A measure of profitability related to the amount earned by a business in relation to the owners' investment in the business.

Revenue
The total income from a given endeavor. Also gross income from an investment.

Review
An accounting service providing some assurance to the Board of Directors and interested parties as to the reliability of financial data without the CPA conducting an examination in accordance with generally accepted accounting standards. The AICPA auditing standards board formulates review standards for public companies while the AICPA Accounting and Review Services Committee provides review standards for non-public businesses.

Revocable Trust
A trust giving property to heirs that can be changed or revoked at any time by the person who originates the trust. Under this arrangement, the property is transferred to the heirs on the death of the trust originator, and the estate does not need to go through probate.

Right of Survivorship
The right of surviving spouses to inherit the property of deceased spouses.

Risk
In financial terms, the possibility that an investment will not be repaid and that the method of investment will be rendered unprofitable by market conditions.

Rollover
The automatic renewal of a certificate of deposit (CD) at present rates of interest. Also, the automatic reinvestment of money market funds.

Rule of 72
A way of determining how long it will take for a sum of money to double at a specific interest rate, by dividing 72 by the interest rate.

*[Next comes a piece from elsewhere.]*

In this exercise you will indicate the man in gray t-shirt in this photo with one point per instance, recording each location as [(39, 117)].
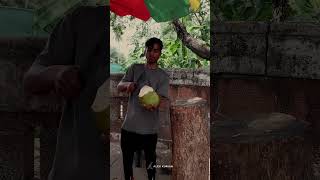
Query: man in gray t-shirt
[(141, 124)]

For example, a savings account earning 6 percent interest will double in 12 years, since 72 divided by 6 equals 12.

Running Total
Is the sum of any given set of numbers that is incremented/decremented as additional numbers become available over time. For example, a retail store makes sales throughout a time period, the running total is the sum of their sales, including returns/credits, at any given point of time during that time period: day, week, month, quarter, year.